4. Cal/Val Processes

4.1. Pre-Launch to Post-Launch and Cal/Val Maturity

Declaring SDR/EDR product maturity is the result of a specific review of artifacts that document that the products meet a series of criteria defined for each maturity stage. The Cal/Val plan documents describe in detail the methodologies on how xDR products specified in the JPSS Program L1RD and L1RDS will be evaluated and validated for each of the maturity status. The planned Cal/Val activities during the (a) Pre-Launch; (b) Early Orbit Check-out (EOC); (c) Intensive Cal/Val (ICV), and (d) Long-term Monitoring (LTM) phases are also included in the Cal/Val plans. This is schematically depicted in Figure 2. During pre-launch, the emphasis is on characterizing the product performance utilizing the data sets available for the specific instrument (e.g., Thermal Vacuum Chamber (TVAC) test data sets; proxy or synthetic data sets generated from previous missions) and leveraging on the expertise gained from the previous missions.

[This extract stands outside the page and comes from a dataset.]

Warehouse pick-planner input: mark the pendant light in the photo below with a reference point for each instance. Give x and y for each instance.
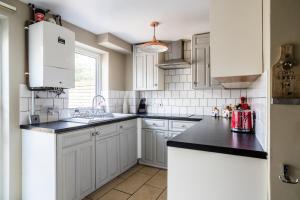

The Cal/Val teams also develop tools during the pre-launch to exercise post-launch activities. During the post-launch EOC phase, the emphasis is on sensor characterization and calibration, and quick-look analysis of the products derived from real satellite observations. This is followed by post-launch ICV with emphasis on characterizing the product performance (Accuracy, Precision and Uncertainty, APU) for different scenarios defined in the L1RDS using a variety of correlative data sets.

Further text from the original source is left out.